Levi describes a single hanging, but says he saw a dozen during his year in the camp. He concentrates on life, on the living death. The final chapter – The Story of Ten Days – which apparently was the first part that Levi wrote, is a brutally powerful piece of reportage.

I had wondered about moving directly from If This is a Man to The Truce, but I’m glad I did. It is a very different book, surprisingly so, not in writing style, which is broadly the same, but because of its subject matter: the eleven months it took Levi to return to Turin following the liberation of the camp. The first book ends suddenly, peremptorily even, with the first arrival of a handful of Russian soldiers into the freezing, snowbound camp, inhabited by 800 pitiful survivors, those too sick to be marched to their death when the Nazis left. The second book picks up from the same point and follows Levi through a series of displaced persons camps and interminable train journeys.

It is as full of characters as If This is a Man, but these are characters in a picaresque, not in an Inferno. It reminded me of Candide, for the sheer craziness of incident, the paradoxical placidity of the narration, and the philosophy that arises, as if by chance, from their collision. It is also full of some of the most amazing scenes and descriptions, as in this view of the Danube.

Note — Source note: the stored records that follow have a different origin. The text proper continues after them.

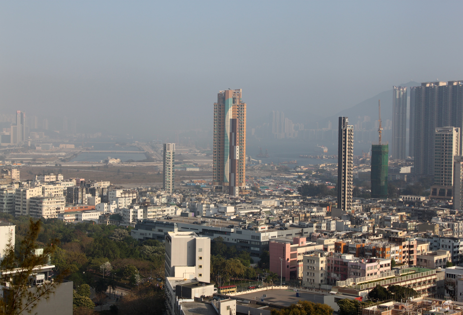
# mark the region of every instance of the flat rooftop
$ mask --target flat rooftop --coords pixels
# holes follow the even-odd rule
[[[181,309],[186,315],[217,315],[217,312],[210,303],[195,301],[182,303]]]
[[[241,221],[234,221],[232,220],[230,220],[229,221],[227,221],[225,219],[222,219],[221,218],[205,218],[204,217],[201,217],[200,218],[198,218],[198,217],[171,217],[172,219],[171,220],[168,220],[166,219],[151,219],[150,220],[155,220],[157,221],[162,221],[163,222],[177,222],[177,223],[188,223],[189,224],[194,224],[194,222],[198,222],[199,220],[201,220],[202,222],[201,224],[198,224],[198,226],[207,226],[207,227],[225,227],[226,228],[228,226],[232,225],[232,224],[234,226],[234,228],[235,228],[237,229],[239,228],[240,226],[242,225],[253,225],[252,223],[249,223],[246,224],[246,223],[243,223]],[[205,222],[205,220],[210,220],[210,221],[208,222]],[[268,224],[263,224],[262,225],[269,225]],[[307,228],[305,227],[288,227],[288,230],[279,230],[279,228],[280,227],[277,227],[275,228],[268,228],[267,231],[260,231],[260,232],[265,232],[269,231],[287,231],[289,230],[300,230],[301,228]],[[292,240],[292,239],[291,239]],[[292,240],[291,241],[292,242]]]
[[[267,295],[267,297],[264,298],[264,302],[269,303],[275,303],[285,306],[289,306],[292,304],[297,303],[300,300],[311,301],[318,303],[324,303],[323,296],[319,294],[314,294],[306,292],[300,292],[300,297],[296,297],[296,292],[293,290],[274,289],[269,289],[263,291],[259,291],[253,293],[246,293],[236,296],[234,298],[239,300],[245,298],[249,300],[255,299],[257,298],[260,300],[261,296],[264,294]],[[243,304],[249,305],[250,304]],[[261,306],[262,306],[262,305]]]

The power of the writing comes from its restraint. Levi rarely condemns or counsels, so when he does it is doubly effective, e.g. the train’s brief stop in Munich, when Levi wanders the destroyed streets, looking for someone to accost, or accuse, to make them pay what he is owed, or at least apologise. And the ending of both books rises to a pitch that honours and is equal to its subject. In the cover quote Philip Roth calls If This is a Man “truly necessary”, and that remains true.